Marcos Suzano tem 45 anos e nasceu no Rio de Janeiro. Ficou famoso tocando pandeiro em vários países e com vários artistas de diferentes estilos. Criou método para o instrumento e, com alunos de suas oficinas, uma orquestra de pandeiros. É um respeitado percussionista, atuando hoje com instrumentos acústicos e eletrônicos. Para quem quiser conhecer sua música, ele recomenda audição de Sobre todas as coisas (de Zizi Possi), Olho de peixe (parceria com Lenine), Mobile e Eu falso da minha vida o que quiser (com Paulinho Moska) e os CDs solos Flash e Sambatown, além do novo disco com Ramil. “Neles estão o meu modo de ver a percussão: é ritmo, pesquisa de timbres, dinâmica e densidade”, explica.

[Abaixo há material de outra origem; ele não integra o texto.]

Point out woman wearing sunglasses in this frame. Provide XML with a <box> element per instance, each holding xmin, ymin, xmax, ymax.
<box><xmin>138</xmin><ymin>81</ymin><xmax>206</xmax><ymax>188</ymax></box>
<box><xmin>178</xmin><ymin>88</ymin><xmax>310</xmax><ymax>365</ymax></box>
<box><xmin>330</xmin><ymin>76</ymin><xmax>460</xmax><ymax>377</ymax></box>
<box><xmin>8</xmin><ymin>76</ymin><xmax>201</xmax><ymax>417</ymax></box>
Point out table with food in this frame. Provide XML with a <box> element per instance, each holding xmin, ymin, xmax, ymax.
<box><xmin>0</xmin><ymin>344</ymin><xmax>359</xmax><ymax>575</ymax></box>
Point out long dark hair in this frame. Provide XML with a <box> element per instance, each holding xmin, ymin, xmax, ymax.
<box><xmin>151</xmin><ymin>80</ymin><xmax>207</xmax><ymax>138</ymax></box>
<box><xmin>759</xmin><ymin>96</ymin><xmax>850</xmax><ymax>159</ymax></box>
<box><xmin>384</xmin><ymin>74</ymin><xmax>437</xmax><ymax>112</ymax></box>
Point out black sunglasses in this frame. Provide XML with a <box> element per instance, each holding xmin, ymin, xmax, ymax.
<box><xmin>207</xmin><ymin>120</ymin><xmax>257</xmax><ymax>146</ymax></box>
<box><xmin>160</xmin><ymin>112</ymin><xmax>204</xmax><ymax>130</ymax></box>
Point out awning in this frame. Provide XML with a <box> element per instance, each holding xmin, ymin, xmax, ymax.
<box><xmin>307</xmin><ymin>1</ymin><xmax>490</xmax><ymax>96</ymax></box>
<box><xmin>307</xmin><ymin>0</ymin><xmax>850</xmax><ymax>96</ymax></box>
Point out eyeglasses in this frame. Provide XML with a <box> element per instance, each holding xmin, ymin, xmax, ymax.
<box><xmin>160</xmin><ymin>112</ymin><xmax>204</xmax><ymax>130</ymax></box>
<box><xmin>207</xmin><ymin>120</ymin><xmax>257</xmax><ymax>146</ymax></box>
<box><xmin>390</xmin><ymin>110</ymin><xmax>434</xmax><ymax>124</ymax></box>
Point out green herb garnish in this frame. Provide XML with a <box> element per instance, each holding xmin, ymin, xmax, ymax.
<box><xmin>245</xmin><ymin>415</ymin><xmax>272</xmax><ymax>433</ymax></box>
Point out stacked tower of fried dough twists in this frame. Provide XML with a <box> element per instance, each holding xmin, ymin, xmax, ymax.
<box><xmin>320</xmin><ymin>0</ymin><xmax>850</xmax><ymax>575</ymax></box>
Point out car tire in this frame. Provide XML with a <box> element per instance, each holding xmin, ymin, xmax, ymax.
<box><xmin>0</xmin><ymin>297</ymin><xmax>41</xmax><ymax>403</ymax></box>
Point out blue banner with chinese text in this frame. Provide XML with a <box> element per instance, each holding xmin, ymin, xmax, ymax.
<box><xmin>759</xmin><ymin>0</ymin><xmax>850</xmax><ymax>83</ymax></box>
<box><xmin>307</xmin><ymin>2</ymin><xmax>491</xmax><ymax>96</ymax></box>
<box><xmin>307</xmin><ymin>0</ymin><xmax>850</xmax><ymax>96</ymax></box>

O artista conta que não é simples carreira solo de instrumentista no Brasil. “No Japão, ouve-se música para ampliar conhecimentos; no Brasil, a gente tem que fazer dançar. É muito ultrapassado”, critica. “Falta instrução e cultura da aceitação de vários estilos, o que impede melhor compreensão da música e obriga você a, todo dia, ter de marretar rochas”, afirma. A maior qualidade dos percussionistas brasileiros? “São ritmicamente muito criativos, têm personalidade e assinatura própria. Misturam ritual, o moderno, o que é de outro país e criam algo novo. Como a batida do funk carioca, que não existe em nenhum lugar do mundo. Acho bom não estarem presos a um estilo, mas é também perigoso, porque às vezes a pessoa pode ficar perdida”. Dá par ficar rico só como instrumentista? “De espírito, sim. Vivo momento muito feliz”, responde. Anuncia para este ano mais um disco: Atarasmii.

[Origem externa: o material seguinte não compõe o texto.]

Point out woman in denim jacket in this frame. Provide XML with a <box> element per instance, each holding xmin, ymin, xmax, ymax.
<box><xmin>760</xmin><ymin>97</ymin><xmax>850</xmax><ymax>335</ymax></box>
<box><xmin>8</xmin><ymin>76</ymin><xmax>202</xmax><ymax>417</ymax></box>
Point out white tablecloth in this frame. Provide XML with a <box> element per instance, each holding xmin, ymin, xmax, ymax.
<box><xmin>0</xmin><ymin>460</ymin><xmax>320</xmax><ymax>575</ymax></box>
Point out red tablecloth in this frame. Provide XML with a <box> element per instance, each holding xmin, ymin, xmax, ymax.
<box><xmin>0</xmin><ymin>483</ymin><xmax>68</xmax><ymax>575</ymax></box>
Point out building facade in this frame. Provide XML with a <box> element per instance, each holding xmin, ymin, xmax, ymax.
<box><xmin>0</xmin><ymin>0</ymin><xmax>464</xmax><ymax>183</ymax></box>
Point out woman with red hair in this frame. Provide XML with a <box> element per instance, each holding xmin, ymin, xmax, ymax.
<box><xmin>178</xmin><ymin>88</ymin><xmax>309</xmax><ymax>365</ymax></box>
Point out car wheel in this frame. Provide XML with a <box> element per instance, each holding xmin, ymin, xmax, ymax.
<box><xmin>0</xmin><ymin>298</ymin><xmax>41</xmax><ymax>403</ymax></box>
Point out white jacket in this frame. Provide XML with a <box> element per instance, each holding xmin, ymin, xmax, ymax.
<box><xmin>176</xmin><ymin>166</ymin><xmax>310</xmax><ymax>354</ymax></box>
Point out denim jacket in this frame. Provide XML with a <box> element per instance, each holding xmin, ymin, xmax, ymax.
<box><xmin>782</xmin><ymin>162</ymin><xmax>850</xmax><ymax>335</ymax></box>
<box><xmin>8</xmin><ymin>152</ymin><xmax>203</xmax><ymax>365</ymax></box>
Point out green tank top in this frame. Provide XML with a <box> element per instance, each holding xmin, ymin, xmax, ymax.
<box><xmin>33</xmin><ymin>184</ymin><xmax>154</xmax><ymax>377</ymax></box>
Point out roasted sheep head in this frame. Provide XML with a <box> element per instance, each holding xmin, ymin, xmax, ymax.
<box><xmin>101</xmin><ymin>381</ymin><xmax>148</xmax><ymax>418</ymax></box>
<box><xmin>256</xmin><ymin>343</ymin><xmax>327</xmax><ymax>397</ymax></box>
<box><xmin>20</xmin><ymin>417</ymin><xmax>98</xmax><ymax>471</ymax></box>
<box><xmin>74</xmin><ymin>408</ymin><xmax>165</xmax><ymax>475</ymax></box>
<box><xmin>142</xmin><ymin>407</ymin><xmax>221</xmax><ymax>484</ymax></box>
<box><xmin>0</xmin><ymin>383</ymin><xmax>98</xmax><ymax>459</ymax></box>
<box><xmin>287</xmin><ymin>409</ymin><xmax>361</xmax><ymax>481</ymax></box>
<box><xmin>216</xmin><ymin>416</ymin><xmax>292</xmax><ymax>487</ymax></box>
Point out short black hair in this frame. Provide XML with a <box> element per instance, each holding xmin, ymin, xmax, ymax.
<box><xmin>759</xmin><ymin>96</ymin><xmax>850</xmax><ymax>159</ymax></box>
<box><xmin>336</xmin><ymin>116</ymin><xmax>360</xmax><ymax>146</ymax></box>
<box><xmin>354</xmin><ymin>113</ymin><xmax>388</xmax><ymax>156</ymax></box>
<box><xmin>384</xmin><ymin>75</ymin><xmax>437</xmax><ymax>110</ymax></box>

“O meu dia-a-dia é mais voltado para a literatura do que para a música”
Vitor Ramil tem 46 anos e nasceu em Pelotas, Rio Grande do Sul. É violonista, cantor, compositor e escritor. Começou a carreira adolescente e, aos 18 anos, gravou seu primeiro disco, Estrela, influenciado pelo que ouvia então: Egberto Gismonti, Caetano Veloso, Milton Nascimento e Chico Buarque. O fato de morar perto da fronteira com o Uruguai e a Argentina responde pelo gosto por milongas e tangos. “Como no Sul sempre se ouviu muito rock, tinha esta sombra pairando sobre mim”, avalia. Mas pontua a admiração pela produção inglesa, a partir dos Beatles, que se mantém até hoje. “Desde o início e cada vez mais esses elementos vêm se fundindo na minha linguagem”, observa.

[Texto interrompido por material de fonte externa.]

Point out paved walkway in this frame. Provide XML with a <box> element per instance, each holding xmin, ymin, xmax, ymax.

“Sou um pacote”, brinca Vitor Ramil, contando que não separa as diferentes atividades. Não esconde o gosto especial pelo trabalho de composição (“é como respirar, uma necessidade”). Dedicou-se, nos últimos anos, ao canto (“e por isso melhorei”), expressão à qual não dava bola na juventude. A sedução pela literatura é tão forte que na infância a família achava que este seria seu caminho. Tem publicado o romance Pequod e anuncia, para junho, outro, Satolep (Pelotas de trás para frente, mesmo nome do disco). “O meu dia-a-dia é mais voltado para a literatura do que para a música”. É crítico com relação à situação da música brasileira: “Ligo o rádio e só ouço coisas velhas ou coisas novas muito ruins. As particularidades dos temas brasileiros, dos lugares e das pessoas estão desaparecendo diante dos interesses do mercado e da mídia”, observa. Já lançou os discos Estrela (1981), A paixão de V segundo ele próprio (1984), Tango (1987), À beça (1996), Ramilonga – a estética do frio (1997), Tambong (2000), Longes (2004).